National Agency for Information Society

Agency overview
- Formed: 2007
- Jurisdiction: Albania
- Headquarters: Tirana
- Agency executive: Mirlinda "Linda" Karçanaj, Director;
- Child agency: eAlbania;
- Website: akshi.gov.al

= National Agency for Information Society (Albania) =

Government agency of Albania

The National Agency for Information Society (AKSHI; Agjencia Kombëtare e Shoqërisë së Informacionit) is an institution of the Albanian Government under the direct supervision of the Prime Minister's Office. AKSHI's mission is to coordinate the development and administration of state information systems and promote the development of Information Society in Albania.

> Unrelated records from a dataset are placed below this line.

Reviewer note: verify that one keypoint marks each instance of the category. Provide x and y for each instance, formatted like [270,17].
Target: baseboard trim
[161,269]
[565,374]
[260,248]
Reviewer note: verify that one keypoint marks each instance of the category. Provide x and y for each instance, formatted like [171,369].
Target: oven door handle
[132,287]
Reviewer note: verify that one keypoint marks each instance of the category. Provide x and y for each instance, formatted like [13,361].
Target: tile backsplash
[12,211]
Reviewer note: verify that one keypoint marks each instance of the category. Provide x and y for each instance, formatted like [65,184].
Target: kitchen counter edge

Within the 2009-2013 "Albania in the Digital Age" objective of the government led by Edi Rama, new legislation was adopted in line with EU standards enabling the digitalization of the National Civil Registry, the Electronic Public Procurement System, as well as the electronic provision of the Tax Service (since 2008) and Customs Declarations.

AKSHI developed and still administers the e-Albania portal which serves as a gateway through which any interested citizen can access via electronic means services provided by public institutions in Albania.

The current director is Mirlinda Karçanaj.

== AKSHI Public Procurement Investigation ==

In late 2025, SPAK unveiled a high-profile investigation into systemic corruption within the National Agency for Information Society (AKSHI). Prosecutors allege that a sophisticated criminal network rigged at least twelve public procurement procedures. Central to the investigation are businessmen Ermal Beqiri and Ergys Agasi. SPAK issued arrest warrants for both, with charges including money laundering, illegal competition, unlawful deprivation of liberty, violation of procurement offer equality, and participation in a structured criminal group. The crackdown also reached the highest levels of AKSHI’s leadership. Director Mirlinda Karçanaj and Deputy Director Hava Delibashi were placed under house arrest, while several other officials were hit with travel bans or mandatory reporting requirements. Prosecutors state that intercepted communications, digital recordings, and financial trails provide compelling evidence that lucrative contracts were deliberately steered toward companies linked to Beqiri and his collaborators.